Author: Connor Long-Johnson
A crowd had gathered and soon snowballed into a frenetic mob on the bridge overlooking the river. Cries and shouts swirled in the air as the crowd surged and morphed like the uneasy river below, sirens blared in the background and two lone police officers, barking orders to the baying masses, were drowned out; their presence a paper boat in a tsunami.
For those at the front of the pack who were leaning, stomachs pushed hard against the concrete barrier of the bridge so much so that they struggled for breath, were busy filming the scene on their phones as it unfolded in front of them.
The ship (they had all – in their collective wisdom – decided that it must be a ship) was still on fire. The purple plumes of smoke rising from the tail end of the vessel, its rear end jutting out of the water, were billowing in the early winter morning breeze westwards towards the smatterings of people that had massed to look at the spectacle. Most were donning masks or coughing steadily into the insides of their jackets as the smoke gently chocked them. Meanwhile the leaking fuel from the craft had turned the water of the Thames a sickly green colour, like the juicy snot at the tail end of a cold.
Like moths to the flame they stayed, mesmerised, inhaling the foreign fumes of another world.
“Did anyone see it come down?”
“Na, I heard it crash though.”
“What do you suppose it is?”
“Well that do you think it is? It’s got to be alien.”
“Bollocks, it’s from the military I reckon, some special sort of secret plane or sumink. They test ‘em all the time.”
“Don’t be so stupid, just look at the damn thing, it’s the size of a bloody building and it’s leaking green goop!”
“Whatever it is it’s fucking huge, and it stinks.”
“I heard that they’ve found two bodies already.”
“Let me guess, bald, green and three feet tall?”
Questions began to swirl into the mixture of sirens and shouts, a blanket of erratic muttering like white noise descended on the bridge.
Then, like a rocket blasting off from the launchpad, a scream rose up out the chatter, shrill and piercing, thundering across the water, turning every head and silencing every tongue.
“Her! She’s an alien!”
A woman was stood clutching a child wrapped in a small bundle in one arm, her other pointing a vicious accusatory finger at someone in the crowd.
“Look at her! Look at her eyes!”
Eyebrows cocked and heads began to turn, following the finger to another woman in the middle of the crowd. The accused was hunched over, a hood guarding her face.
“What? Me?” she said in a raspy voice and pointed a gnarled, ghostly white finger dotted with liver spots into her chest, her face contorted, “I am not an alien!”
“Just look at her!” The woman was no longer screaming, she was stood trembling, a deer in front of imaginary headlights.

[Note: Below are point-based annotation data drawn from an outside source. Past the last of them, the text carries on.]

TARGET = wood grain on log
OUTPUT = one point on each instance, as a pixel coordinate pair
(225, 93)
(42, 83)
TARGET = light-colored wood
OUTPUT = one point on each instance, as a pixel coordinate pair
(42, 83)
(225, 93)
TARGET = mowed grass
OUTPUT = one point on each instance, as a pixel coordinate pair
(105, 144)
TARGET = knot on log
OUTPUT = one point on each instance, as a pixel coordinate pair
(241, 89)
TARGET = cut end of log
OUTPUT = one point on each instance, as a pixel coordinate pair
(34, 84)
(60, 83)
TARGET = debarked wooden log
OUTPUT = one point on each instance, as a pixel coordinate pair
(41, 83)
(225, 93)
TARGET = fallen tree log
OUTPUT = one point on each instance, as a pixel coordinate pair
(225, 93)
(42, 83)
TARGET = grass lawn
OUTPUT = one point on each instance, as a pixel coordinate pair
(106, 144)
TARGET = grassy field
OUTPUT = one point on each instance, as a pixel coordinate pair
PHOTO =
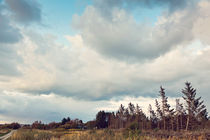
(105, 134)
(4, 132)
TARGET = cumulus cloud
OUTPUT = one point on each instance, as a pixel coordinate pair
(8, 33)
(98, 65)
(104, 6)
(121, 37)
(25, 11)
(29, 108)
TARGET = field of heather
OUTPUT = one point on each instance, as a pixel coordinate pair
(106, 134)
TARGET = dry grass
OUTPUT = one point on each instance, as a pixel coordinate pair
(106, 134)
(4, 132)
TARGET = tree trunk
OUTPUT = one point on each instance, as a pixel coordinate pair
(164, 123)
(177, 123)
(187, 124)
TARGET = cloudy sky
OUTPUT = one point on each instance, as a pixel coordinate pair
(75, 57)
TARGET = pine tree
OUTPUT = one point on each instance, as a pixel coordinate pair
(196, 111)
(159, 113)
(153, 118)
(167, 113)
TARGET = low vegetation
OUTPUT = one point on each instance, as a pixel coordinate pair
(188, 120)
(107, 134)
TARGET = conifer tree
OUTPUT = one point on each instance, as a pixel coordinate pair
(196, 111)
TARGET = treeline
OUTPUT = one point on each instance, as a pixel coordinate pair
(66, 123)
(190, 115)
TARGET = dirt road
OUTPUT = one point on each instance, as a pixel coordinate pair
(5, 137)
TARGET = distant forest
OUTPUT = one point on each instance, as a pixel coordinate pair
(190, 115)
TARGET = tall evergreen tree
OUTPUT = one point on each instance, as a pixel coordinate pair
(196, 111)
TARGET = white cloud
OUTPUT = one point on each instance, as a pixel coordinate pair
(87, 73)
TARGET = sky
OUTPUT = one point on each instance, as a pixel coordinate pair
(74, 57)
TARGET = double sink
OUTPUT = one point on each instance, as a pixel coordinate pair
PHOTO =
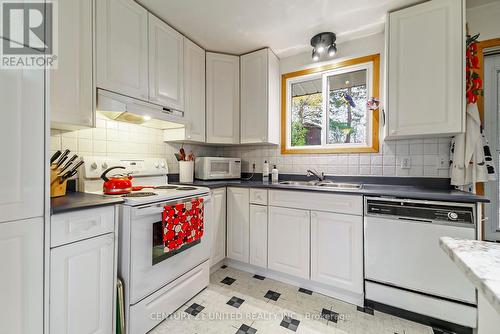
(322, 184)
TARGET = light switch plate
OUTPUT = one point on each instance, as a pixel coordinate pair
(406, 162)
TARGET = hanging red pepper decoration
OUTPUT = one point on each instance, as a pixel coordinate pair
(182, 224)
(474, 82)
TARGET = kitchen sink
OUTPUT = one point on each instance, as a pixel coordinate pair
(322, 184)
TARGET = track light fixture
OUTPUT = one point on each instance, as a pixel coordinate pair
(322, 42)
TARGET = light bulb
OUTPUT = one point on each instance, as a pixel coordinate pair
(332, 50)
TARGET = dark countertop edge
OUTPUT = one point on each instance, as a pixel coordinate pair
(410, 192)
(74, 201)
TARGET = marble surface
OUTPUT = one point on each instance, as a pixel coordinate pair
(480, 261)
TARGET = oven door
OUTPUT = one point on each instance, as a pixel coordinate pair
(150, 267)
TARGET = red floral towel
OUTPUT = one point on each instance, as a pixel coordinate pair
(182, 224)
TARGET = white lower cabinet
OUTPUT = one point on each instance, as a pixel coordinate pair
(218, 252)
(238, 224)
(258, 235)
(82, 287)
(21, 280)
(289, 243)
(337, 250)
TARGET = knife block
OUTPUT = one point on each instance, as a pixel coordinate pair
(57, 188)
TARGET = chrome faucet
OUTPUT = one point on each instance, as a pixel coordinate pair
(320, 176)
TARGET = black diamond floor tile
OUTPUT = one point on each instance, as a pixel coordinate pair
(235, 302)
(329, 315)
(273, 295)
(245, 329)
(194, 309)
(290, 323)
(228, 280)
(366, 310)
(307, 292)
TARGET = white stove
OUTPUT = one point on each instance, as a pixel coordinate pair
(158, 278)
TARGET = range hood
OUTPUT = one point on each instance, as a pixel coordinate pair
(126, 109)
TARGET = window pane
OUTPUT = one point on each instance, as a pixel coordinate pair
(347, 99)
(306, 113)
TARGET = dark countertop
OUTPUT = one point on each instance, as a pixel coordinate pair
(79, 201)
(400, 191)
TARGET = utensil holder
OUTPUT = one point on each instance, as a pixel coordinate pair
(186, 171)
(57, 188)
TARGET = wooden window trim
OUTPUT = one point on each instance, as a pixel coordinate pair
(375, 59)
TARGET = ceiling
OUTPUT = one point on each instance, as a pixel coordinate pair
(239, 26)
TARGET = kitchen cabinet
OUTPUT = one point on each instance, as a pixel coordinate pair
(71, 86)
(289, 237)
(258, 235)
(260, 97)
(22, 138)
(166, 65)
(223, 98)
(218, 252)
(238, 224)
(82, 287)
(21, 281)
(337, 250)
(122, 47)
(425, 70)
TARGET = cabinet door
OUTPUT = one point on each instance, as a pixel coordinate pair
(122, 47)
(254, 97)
(337, 250)
(218, 252)
(194, 88)
(238, 224)
(223, 99)
(426, 70)
(22, 133)
(21, 281)
(289, 241)
(82, 287)
(71, 104)
(166, 65)
(258, 235)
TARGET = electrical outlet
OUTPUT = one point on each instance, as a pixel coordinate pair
(406, 162)
(443, 162)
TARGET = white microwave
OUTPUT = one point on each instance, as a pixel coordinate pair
(214, 168)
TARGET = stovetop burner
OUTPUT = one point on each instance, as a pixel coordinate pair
(186, 188)
(141, 194)
(166, 187)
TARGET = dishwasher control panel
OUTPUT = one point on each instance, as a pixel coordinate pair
(421, 211)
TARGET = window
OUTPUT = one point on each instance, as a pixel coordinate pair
(324, 108)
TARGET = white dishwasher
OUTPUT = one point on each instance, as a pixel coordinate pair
(405, 267)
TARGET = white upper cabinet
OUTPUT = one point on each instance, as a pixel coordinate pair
(71, 98)
(194, 88)
(122, 47)
(337, 250)
(21, 281)
(260, 102)
(22, 144)
(425, 70)
(223, 98)
(166, 65)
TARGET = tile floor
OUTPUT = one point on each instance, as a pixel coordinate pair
(242, 303)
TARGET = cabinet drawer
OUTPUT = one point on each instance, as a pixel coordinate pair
(82, 224)
(258, 196)
(349, 204)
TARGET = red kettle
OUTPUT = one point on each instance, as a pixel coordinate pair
(118, 184)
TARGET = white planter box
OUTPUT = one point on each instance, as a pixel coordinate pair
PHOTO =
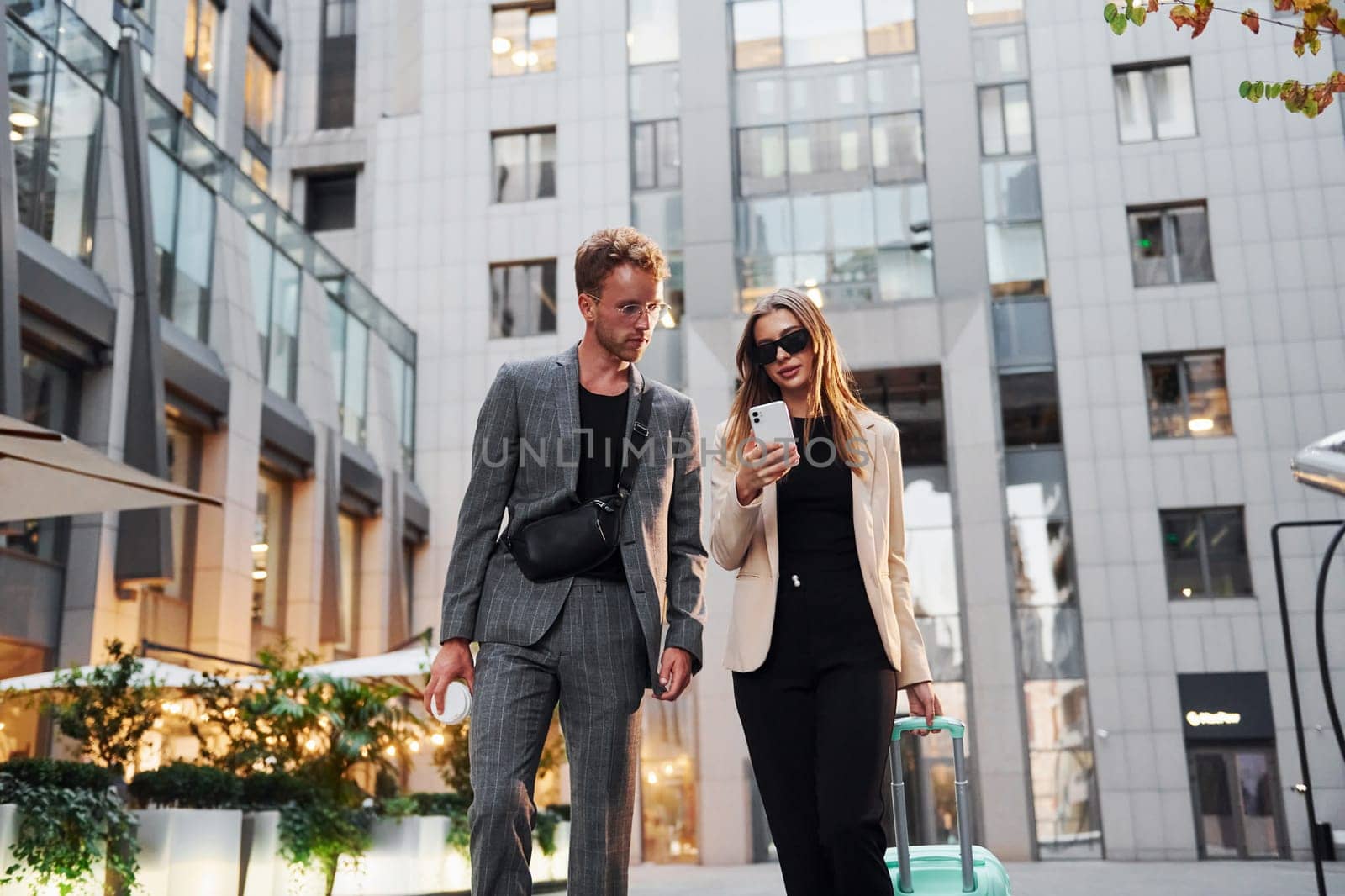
(264, 872)
(93, 885)
(190, 851)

“I am not an Alien!” the old woman’s voice rose, the coarseness suddenly replaced with venom, “Are you stupid girl?”
“Why are you wearing that hood? It’s 29 degrees today.”
“Is she glowing?”
“What’s wrong with her eyes?”
The silence ushered in by the woman’s scream was slowly being replaced with another gentle murmur.

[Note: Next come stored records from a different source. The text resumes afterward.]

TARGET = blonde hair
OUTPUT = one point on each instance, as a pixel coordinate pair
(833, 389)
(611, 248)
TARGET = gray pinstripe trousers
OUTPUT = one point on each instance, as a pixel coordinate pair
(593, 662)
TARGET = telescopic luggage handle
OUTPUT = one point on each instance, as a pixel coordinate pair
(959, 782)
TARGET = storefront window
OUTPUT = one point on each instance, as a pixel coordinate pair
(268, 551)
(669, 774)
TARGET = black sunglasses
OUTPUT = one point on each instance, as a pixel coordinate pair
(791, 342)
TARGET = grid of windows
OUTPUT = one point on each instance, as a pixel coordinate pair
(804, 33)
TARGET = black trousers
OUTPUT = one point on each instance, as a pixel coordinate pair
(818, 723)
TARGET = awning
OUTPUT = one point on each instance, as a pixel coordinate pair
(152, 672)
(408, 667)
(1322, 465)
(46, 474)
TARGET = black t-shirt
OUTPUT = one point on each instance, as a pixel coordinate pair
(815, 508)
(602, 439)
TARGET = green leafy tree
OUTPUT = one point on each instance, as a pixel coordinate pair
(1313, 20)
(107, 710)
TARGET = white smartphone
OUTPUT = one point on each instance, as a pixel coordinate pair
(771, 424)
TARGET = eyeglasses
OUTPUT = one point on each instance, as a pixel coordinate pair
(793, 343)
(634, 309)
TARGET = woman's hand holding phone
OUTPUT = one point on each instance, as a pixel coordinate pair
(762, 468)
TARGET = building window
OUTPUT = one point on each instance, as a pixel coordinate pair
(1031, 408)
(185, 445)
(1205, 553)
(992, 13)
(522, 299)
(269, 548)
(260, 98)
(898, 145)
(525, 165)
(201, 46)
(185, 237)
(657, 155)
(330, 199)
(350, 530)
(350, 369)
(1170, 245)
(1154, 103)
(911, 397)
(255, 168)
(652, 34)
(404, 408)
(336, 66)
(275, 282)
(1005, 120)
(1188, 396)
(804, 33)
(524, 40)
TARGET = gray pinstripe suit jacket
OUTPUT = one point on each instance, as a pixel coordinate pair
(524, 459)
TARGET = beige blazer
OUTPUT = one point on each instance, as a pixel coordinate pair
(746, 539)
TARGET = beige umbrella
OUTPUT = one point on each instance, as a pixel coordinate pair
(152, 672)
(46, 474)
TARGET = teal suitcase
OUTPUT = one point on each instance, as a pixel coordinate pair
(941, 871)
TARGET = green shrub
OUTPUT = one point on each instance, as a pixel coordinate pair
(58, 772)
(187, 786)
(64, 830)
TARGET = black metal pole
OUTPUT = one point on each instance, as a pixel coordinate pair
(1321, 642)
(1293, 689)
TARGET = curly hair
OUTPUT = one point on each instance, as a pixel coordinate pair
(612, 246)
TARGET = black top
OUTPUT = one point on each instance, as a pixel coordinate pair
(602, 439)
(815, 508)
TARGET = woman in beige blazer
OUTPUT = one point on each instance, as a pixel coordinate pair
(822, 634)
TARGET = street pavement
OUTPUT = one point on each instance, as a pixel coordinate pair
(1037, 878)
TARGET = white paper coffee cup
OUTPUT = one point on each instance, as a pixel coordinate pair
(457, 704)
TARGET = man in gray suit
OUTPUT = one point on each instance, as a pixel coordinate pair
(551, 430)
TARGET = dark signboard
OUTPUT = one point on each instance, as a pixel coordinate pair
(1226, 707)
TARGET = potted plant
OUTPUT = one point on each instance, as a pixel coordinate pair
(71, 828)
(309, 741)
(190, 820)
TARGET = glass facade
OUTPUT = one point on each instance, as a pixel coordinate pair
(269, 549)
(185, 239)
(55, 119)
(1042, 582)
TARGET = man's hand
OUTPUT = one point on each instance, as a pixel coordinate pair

Slowly, the woman turned, making her way to the edge of the crowd. Somewhere amongst the tumult, a foot, unseen and unknown sent the woman to her knees and pulled the hood away.
Another wave of silence hushed the crowd.
The woman stood up and they all saw her clearly in the daylight, her hair was the colour of molten silver, falling in liquid metal waterfalls and splashing over her two hunched shoulders. The skin on her face was like that on her hands, deathly pale, an unnatural whiteness. It was like seeing a blanket of snow on a midsummer night.
“I told you, look at her!”
“Oh my god she was right.”
` Before the woman could rise to her feet the crowd had broken out into a panic, it began to surge and swell, cresting over the fallen woman in a stampede of paranoid frenzy.
“Please no! I am not an alien!” The woman begged, struggling to her knees.
“Throw her into the river!”
“Toss her in. I saw a movie once where the aliens were allergic to water, throw her!”
The woman began to feel the peculiar sensation of having her own body hoisted into the air, moving out of her control, her arms flailing as she was chucked over the bridge. She felt her stomach roll and then the cold embrace of gravity as the water rushed to meet her.
“That’s it chuck her over!”
“Hopefully she’ll drown. But there must be more of them.”
There was a general murmur of agreement and the crowd dissipated, rabid dogs with the smell of blood on their snouts, all the while the woman, amongst gargling cries, was still insistent.
“I am not an alien.”
Author: Brian C. Mahon
Maurice yells in capitalized white letters across her left eye’s field of vision: [DO NOT MOVE.]
Target confirmed – ten feet away, closing.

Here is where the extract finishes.